How is it that last week we were driving nails into the housing market's coffin, with negative report after negative report, and then suddenly today the stock market took a bounce on one new price report, and I'm hearing the word "bottom" over and over? This is the kind of news day that makes my head spin, and then, inevitably, as I endeavor to make sense of it all here on the blog, any number of you charge me with, in your kindest words, being overly negative.
The S&P/Case-Shiller Indicesshow the U.S. National Home Price Index rose 4.4 percent in the second quarter of 2010, after having fallen 2.8 percent in the first quarter. Home prices are 3.6 percent above their year-earlier levels.
Okay, there's your quote.
Now for reality.
"Housing prices have rebounded from crisis lows, but other recent housing indicators point to more ominous signals as tax incentives have ended and foreclosures continue."
I can say "backward-looking, government stimulus-induced, seasonally aberrant" data until I'm a member of the blue man group, but I know there are those out there who still think this is great news. Even the folks at S&P/Case-Shiller warn us to look at the non-seasonally adjusted data because the current state of the economy has distorted all the seasonal factors. Month to month is also not worth it because of issues like the tax credit.

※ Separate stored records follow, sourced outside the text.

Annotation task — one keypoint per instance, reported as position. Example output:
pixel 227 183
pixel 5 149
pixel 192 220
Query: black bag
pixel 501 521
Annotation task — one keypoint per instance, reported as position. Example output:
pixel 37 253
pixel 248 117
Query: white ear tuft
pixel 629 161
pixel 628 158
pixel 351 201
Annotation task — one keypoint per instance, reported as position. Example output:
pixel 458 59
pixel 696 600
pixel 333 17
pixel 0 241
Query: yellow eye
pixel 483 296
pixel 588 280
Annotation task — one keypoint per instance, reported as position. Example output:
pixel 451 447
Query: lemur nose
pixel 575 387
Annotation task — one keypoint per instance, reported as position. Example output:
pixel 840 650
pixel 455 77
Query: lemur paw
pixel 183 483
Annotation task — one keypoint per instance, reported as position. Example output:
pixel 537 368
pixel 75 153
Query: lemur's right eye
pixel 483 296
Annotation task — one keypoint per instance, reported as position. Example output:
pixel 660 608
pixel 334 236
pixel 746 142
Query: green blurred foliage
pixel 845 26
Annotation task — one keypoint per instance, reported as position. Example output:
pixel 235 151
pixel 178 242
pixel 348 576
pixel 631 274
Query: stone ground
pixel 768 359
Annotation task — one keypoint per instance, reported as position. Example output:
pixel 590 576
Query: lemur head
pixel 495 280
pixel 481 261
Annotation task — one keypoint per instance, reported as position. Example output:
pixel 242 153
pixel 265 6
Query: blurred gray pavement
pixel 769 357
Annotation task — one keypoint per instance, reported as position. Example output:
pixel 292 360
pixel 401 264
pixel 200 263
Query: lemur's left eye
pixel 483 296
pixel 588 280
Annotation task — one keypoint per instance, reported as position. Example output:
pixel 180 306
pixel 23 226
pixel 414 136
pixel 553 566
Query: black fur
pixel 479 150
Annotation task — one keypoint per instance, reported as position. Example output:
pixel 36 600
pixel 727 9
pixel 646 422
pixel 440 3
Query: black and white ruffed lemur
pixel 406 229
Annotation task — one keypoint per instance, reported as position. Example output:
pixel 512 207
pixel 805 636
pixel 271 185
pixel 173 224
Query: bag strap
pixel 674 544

While some may see these price gains from the trough as a sign of bouncing along the bottom, most experts believe home prices nationally will fall again, but not necessarily immediately.
"We expect them to rise for another month or two, but then start to decline," says economist Patrick Newport at IHS Global Insight. "In our view, the housing glut and foreclosures will drive the national Case-Shiller index down another 6–8 percent, with prices bottoming out in 2011."